Kenyan killed in South Africa's xenophobic attack buried

The late Hassan Stima, who was killed in xenophobic attacks in South Africa. [PHOTO: TOBIAS CHANJI/STANDARD

Kwale, Kenya: The first known Kenyan killed in South Africa’s xenophobic rampage was buried in Mwembe Ngoma village, Msambweni, in Kwale County, Saturday.

Hassan Stima, a former casual labourer in Johannesburg, is said to have been attacked in his house on April 17 in Johannesburg, where he lived with an unidentified woman.

Reports indicate he was attacked by a mob for living with the woman.

“We are told he was attacked in his house at around 8am in the morning. He was living with a South African woman but she was not introduced to us as his wife,” said his aunt Mishy Stima.

A wave of xenophobic attacks against foreign African nationals hit the cities of Durban and Johannesburg last month. Foreign nationals were accused of taking away jobs and businesses from natives.

Last week, the director of diaspora affairs at the Ministry of Foreign Affairs, Washinton Oloo, denied knowledge of Hassan’s death and claimed all Kenyans in South Africa are safe. But he disclosed that a Kenyan civil servant was found dead in a hotel recently.

Hassan’s decomposed remains arrived at the Jomo Kenyatta International Airport (JKIA) on Thursday night and was ferried to Kwale by road, arriving yesterday morning. The deceased’s impoverished family had waited for weeks for the body of the 33-year-old.

Hassan’s sister Mwanatumu Juma narrated the tribulations the family went through to bring the body home without government assistance amid reports the deceased lived in South Africa as an undocumented resident. “We spent the Sh63,000 Hassan had saved. The rest came from donations,” she said.

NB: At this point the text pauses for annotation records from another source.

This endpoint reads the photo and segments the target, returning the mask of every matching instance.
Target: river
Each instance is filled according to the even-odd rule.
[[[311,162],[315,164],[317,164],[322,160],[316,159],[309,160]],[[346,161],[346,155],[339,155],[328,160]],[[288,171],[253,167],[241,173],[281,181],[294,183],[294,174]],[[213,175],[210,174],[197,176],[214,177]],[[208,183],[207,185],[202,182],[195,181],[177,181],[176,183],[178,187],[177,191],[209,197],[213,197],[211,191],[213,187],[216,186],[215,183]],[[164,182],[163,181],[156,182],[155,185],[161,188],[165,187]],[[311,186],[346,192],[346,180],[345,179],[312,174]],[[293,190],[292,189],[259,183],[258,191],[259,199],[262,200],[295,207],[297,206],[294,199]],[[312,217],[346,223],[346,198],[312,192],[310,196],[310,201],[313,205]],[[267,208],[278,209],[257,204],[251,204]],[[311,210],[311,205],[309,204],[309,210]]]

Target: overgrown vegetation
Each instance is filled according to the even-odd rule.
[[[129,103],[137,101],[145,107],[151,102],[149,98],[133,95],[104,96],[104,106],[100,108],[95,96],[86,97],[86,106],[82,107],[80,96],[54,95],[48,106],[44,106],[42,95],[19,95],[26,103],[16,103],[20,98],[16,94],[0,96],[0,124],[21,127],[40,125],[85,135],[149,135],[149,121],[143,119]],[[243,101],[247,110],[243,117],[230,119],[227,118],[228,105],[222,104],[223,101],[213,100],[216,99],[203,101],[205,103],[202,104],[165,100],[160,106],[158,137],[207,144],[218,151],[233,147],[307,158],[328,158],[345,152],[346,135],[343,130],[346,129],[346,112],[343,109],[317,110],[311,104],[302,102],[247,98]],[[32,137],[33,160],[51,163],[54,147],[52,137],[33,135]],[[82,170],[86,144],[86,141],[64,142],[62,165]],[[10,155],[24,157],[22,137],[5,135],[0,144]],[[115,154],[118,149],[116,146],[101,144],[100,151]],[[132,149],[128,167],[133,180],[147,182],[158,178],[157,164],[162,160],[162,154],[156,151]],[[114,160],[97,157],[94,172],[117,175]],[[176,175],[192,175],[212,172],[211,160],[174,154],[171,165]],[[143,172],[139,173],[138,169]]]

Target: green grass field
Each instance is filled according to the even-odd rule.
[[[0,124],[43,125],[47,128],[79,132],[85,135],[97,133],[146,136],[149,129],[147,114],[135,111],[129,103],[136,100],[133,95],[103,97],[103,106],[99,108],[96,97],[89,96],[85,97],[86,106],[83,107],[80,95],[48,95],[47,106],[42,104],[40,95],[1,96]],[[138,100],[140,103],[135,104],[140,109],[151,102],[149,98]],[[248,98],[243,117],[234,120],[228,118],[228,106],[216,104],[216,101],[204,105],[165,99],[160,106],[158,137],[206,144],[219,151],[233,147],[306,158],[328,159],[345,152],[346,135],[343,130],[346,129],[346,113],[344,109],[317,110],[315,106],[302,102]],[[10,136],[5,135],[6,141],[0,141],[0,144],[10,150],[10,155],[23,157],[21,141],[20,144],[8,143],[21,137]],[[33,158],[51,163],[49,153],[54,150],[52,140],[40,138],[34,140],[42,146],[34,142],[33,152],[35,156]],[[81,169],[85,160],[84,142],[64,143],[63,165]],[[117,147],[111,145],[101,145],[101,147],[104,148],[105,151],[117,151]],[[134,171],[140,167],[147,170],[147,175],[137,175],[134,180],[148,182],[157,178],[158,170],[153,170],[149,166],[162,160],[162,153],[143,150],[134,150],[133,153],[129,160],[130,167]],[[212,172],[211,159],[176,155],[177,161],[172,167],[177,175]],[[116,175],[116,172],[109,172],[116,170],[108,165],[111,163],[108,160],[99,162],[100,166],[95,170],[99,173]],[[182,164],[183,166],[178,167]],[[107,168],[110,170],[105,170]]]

“His entire body was fine but the head was badly damaged,” said Mohamed Stima, the deceased’s father.

Mr Stima said Kenyans living in South Africa called to inform him that his son had been hit in the head and  admitted to the Intensive Care Unit (ICU) with internal bleeding.

Hassan went into a coma and died four days later. Family members say the late Hassan went to South Africa in 2006.